GAMES Methodology
A public wiki for how Purple Games measures AI cyber matches: what GAMES means, how matches move from range events to artifacts, how roles and scoring work, and what each evidence label means in practice.
GAMES v0.1
16 scored matches on archetype-A, n=1 per match. Kings mirrored cells remain research-note evidence.
What GAMES Is
GAMES means Generative Agentic Model Evaluation for Security. Purple Games uses it to run repeatable cyber matches where AI agents attack, defend, detect, respond, and leave evidence that can be audited later.
The public goal is not to crown a winning model from today's early corpus.
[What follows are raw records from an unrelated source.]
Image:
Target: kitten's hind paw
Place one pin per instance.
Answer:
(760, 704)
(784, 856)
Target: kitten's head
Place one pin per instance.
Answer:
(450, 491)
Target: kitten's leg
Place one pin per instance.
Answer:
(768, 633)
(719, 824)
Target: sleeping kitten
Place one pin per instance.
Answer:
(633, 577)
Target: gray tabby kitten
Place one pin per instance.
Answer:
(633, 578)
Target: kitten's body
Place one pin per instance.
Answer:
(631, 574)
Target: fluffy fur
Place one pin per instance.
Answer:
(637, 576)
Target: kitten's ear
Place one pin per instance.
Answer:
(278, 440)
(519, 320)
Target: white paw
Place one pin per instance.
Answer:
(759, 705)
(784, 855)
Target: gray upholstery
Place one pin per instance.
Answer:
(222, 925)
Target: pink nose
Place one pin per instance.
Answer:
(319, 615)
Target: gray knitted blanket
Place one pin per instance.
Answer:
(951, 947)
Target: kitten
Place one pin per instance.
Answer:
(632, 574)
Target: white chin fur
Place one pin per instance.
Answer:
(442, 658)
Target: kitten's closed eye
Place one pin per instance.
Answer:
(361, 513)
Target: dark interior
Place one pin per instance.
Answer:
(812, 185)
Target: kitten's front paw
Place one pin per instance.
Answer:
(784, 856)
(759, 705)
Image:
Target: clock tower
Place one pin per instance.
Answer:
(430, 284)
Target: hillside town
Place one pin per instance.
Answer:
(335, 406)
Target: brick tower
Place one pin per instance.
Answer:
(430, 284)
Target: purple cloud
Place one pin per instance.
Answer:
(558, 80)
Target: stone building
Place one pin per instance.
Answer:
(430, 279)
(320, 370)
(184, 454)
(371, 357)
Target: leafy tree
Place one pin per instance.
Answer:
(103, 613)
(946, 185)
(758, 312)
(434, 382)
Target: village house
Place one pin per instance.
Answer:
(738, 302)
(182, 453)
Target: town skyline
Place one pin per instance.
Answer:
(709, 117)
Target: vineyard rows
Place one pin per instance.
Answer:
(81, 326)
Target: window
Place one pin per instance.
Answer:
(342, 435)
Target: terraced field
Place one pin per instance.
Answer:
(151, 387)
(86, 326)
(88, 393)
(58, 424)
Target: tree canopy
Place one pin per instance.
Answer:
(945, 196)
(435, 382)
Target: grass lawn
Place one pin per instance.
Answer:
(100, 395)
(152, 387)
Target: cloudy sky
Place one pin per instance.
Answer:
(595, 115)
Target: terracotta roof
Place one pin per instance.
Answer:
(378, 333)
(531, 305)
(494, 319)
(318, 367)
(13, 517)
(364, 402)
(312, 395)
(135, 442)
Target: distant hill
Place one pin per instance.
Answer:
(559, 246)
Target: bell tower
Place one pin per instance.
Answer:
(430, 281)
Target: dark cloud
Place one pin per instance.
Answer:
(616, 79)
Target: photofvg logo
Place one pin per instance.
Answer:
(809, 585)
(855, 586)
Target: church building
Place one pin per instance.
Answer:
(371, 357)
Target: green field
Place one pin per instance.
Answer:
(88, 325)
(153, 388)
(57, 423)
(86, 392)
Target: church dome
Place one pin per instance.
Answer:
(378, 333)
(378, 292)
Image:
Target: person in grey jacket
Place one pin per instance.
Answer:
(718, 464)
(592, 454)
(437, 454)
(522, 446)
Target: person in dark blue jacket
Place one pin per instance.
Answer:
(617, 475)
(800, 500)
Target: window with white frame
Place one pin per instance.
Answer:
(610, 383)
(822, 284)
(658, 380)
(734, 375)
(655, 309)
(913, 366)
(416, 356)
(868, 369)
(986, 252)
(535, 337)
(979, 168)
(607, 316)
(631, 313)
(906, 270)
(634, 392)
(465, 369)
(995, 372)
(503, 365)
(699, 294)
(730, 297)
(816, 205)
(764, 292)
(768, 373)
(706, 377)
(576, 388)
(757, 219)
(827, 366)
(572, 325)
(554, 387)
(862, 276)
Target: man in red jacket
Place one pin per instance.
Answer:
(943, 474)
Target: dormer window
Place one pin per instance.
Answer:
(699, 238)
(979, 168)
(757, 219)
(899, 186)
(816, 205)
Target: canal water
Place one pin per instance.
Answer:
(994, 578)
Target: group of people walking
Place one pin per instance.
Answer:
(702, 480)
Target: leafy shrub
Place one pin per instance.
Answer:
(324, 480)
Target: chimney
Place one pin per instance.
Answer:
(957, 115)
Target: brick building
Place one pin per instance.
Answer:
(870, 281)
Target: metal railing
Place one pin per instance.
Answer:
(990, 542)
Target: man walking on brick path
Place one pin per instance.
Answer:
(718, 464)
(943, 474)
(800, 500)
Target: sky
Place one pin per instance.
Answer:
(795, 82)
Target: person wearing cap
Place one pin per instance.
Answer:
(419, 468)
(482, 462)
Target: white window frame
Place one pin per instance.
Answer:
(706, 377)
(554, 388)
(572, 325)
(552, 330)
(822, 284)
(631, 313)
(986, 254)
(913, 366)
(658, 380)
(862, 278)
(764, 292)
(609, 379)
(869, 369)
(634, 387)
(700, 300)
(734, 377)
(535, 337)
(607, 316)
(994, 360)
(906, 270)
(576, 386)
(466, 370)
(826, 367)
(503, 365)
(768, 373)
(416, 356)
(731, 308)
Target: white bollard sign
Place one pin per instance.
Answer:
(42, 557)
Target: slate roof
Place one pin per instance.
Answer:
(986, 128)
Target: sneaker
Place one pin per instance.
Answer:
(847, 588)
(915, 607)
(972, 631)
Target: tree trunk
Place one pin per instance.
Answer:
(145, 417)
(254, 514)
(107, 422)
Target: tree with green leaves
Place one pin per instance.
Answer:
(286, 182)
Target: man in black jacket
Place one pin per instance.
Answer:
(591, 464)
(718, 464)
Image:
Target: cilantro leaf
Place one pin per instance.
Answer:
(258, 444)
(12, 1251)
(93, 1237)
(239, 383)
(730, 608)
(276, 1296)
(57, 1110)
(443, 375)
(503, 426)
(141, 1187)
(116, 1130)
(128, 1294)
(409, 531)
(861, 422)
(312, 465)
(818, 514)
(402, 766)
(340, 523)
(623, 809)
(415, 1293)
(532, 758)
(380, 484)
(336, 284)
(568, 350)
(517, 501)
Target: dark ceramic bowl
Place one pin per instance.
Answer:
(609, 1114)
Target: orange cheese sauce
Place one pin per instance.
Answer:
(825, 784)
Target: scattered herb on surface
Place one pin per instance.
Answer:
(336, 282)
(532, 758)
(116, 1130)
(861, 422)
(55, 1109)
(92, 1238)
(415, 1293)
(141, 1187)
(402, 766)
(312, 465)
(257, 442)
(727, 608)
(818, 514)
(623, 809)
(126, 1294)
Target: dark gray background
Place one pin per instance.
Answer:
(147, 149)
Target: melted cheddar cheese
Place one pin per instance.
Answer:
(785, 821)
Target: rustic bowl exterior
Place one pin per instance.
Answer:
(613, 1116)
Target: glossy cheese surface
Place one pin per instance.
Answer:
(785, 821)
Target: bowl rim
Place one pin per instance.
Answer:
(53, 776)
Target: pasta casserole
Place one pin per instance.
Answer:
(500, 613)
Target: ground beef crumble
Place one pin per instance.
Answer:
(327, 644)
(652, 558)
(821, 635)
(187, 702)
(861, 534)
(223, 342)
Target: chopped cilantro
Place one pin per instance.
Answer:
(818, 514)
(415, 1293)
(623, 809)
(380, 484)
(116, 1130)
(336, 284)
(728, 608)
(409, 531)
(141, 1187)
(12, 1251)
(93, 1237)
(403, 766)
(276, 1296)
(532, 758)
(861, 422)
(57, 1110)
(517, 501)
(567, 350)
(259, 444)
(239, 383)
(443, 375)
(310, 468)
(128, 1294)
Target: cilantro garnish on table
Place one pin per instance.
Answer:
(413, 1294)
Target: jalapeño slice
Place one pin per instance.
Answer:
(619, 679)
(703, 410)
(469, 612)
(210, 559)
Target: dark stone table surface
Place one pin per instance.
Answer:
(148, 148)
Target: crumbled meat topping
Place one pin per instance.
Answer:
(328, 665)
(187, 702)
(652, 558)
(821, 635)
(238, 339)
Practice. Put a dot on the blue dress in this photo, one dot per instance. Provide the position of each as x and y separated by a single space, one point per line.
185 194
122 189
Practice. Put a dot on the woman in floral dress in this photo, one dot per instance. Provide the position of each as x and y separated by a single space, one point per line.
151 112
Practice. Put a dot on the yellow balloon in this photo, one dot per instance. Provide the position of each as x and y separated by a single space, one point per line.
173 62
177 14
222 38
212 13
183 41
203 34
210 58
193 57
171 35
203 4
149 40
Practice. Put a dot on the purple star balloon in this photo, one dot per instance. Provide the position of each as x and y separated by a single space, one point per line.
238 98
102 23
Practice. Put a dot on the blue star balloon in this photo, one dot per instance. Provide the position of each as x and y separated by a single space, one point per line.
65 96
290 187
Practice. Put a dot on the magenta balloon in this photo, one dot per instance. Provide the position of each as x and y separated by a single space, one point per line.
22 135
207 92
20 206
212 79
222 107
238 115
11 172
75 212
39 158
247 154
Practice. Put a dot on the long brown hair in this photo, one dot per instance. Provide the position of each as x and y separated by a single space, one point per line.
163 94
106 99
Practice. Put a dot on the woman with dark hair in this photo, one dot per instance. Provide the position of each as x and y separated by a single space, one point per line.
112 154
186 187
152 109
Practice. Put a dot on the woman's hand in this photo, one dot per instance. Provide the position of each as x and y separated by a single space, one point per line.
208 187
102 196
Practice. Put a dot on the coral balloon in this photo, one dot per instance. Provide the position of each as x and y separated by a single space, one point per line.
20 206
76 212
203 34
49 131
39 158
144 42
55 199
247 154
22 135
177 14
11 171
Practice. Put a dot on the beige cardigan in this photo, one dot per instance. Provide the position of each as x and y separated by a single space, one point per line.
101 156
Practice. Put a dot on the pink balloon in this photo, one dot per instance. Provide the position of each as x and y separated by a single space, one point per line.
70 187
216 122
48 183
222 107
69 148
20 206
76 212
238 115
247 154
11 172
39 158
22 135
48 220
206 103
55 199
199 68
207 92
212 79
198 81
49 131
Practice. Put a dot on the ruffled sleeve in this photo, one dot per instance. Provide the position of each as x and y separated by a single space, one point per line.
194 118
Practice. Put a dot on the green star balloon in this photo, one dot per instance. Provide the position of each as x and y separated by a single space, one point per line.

The goal is to make each match understandable: what happened, which side did what, which facts were measured, how confident the evidence is, and which claims are still out of bounds.
Measured object
A bounded attacker-vs-defender cyber match, not an isolated chat transcript.
Current public data
Observed research notes with early scoring, not index-grade model-performance rows.
Claim boundary
No model ranking claims until repeated, mirrored evidence clears public index gates.
Match Lifecycle
A Purple Games match starts before the first agent turn and ends only after the artifact bundle has a public evidence status. This lifecycle keeps setup, live behavior, validation, and publication separate.
- 1
Setup
Choose a scenario family, range version, red and blue role assignments, model identifiers, budgets, time limits, ground truth, and safety controls.
- 2
Live play
Run the match in the arena. The referee clock, transcripts, range events, telemetry, tool use, costs, and required markers are preserved as the sides act.
- 3
Closure
Freeze the event record, reconstruct deterministic facts, record range health, capture limitations, and separate agent behavior from operator intervention.
- 4
Review
Validate artifacts, apply safety redaction, run fact extraction and judge-panel scoring, then assign confidence and public evidence status.
- 5
Publication
Publish the panel scores, marker stream, and per-match context. n=1 per match in v0.1; mirrored runs across model pairings ship in v0.2.
Roles
GAMES separates agent roles from measurement and infrastructure roles. That distinction matters: a public row should not confuse a defender's capability with orchestration quality or range maintenance.
Red
Attempts authorized attacker objectives inside the range so defensive work is measured against a real adversarial path.
Active measurement role.
Watcher
Monitors telemetry and raises grounded signals early enough for the rest of the blue team to act.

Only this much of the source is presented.